Cvent, an event management software firm, will relocate and expand its headquarters operation in Fairfax County, Gov. Bob McDonnell announced on Wednesday. The company will move to “Greensboro Station,” named after the building’s location next to the Greensboro Metro Station on the Silver Line in Tysons Corner.
Virginia successfully competed against Maryland for the project, which will create 400 new jobs and retain 451 jobs, according to a joint release from McDonnell’s office and the Fairfax County Economic Development Authority.
Cvent will lease about 130,000 square feet of office space at 1710 Solutions Drive, once part of the SAIC headquarters campus. Greensboro Station was recently purchased by The Meridian Group, a Washington-area based real estate private equity firm. Cvent also plans to invest $7 million to expand its headquarters.
The Greensboro Metro Station and four other stops on the Silver Line are due to open in the first quarter of 2014. The Cvent move will happen later in 2014.
“We are excited to remain a Tysons-based company as we relocate to a new headquarters that can support our growth,” Reggie Aggarwal, CEO and founder of Cvent, said in a released statement. “We have called this town home for more than a decade because it offers a central location conducive to continued expansion, including access to the right talent, proximity to the region’s expanding tech sector, convenient transportation for our employees, and recreation and entertainment opportunities that make Fairfax County a great place to live and work.”
Virginia provided $1 million in incentives from the Governor’s Opportunity Fund to help the FCEDA land Cvent.
Town of Herndon searches for missing minute book
The Herndon Historical Society is hoping to locate a book of town minutes that has been missing for at least 50 years. The missing book is the very first book of Town Council meeting minutes, covering the years 1886 to 1909.
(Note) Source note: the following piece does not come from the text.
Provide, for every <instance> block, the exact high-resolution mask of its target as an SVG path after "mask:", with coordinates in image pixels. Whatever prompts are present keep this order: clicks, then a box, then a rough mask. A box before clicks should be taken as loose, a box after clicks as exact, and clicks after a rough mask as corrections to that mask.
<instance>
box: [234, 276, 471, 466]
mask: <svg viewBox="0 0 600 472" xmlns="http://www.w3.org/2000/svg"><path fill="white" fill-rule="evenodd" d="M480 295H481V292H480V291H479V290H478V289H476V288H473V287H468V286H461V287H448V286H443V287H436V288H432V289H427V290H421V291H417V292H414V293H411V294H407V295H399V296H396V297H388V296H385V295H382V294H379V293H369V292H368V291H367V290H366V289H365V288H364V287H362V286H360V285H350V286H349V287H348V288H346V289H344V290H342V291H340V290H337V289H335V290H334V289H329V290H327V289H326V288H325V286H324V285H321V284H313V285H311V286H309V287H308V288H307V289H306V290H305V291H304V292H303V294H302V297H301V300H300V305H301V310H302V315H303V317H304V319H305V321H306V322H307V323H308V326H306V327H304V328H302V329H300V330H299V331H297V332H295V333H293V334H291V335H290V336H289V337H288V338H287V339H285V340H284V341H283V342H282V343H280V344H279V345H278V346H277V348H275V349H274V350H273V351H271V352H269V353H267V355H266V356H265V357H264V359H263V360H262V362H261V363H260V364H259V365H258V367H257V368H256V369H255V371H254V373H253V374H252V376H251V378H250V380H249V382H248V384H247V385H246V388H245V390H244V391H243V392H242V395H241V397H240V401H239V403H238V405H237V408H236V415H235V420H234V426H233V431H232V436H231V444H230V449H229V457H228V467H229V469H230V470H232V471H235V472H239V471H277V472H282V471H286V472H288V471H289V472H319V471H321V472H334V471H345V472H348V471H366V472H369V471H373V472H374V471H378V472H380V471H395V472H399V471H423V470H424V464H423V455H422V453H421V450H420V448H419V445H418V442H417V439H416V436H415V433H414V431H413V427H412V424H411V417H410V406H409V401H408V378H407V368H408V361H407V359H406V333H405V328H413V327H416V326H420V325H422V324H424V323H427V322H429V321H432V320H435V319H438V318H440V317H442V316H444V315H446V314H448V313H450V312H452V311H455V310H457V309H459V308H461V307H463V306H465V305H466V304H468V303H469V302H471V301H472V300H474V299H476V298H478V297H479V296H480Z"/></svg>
About 25 years ago, the society tried to help the town locate the book, thinking that someone had borrowed it for research and not returned it, but it didn’t turn up.
“I really think there’s a chance that it might be sitting in the back of a closet or in an attic in a house somewhere in town,” said Herndon Historcial Society President Carol Bruce.
Anyone with information about the book can contact the Town Clerk’s office at firstname.lastname@example.org or call 703-435-6804.
Woodrow Wilson Library to open in temporary location
The Woodrow Wilson Library, which closed for renovation in late August, will open Nov. 2 in its temporary quarters at 6066 Leesburg Pike, Main Level, in Falls Church. The renovation is expected to take 18 months.
The temporary site will offer a 10,000-item collection with a sampling from every genre, a small children’s area, 10 internet stations, technology tutoring and a small conference room (up to eight people).
“The renovated Woodrow Wilson Library will be worth the wait as it enhances the many and varied needs of our users for information, recreation and meeting space,” said Edwin S. Clay III, director of the Fairfax County Public Library.
Woodrow Wilson Library opened as a 1,400-square-foot storefront library in 1961; the current building opened in 1967. The renovated 14,410-square-foot building will include 93 parking spaces, multiple meeting rooms with additional capacity, modernized facilities and 24 public computers. The funding for the renovations is from a library bond referendum approved by voters in 2004.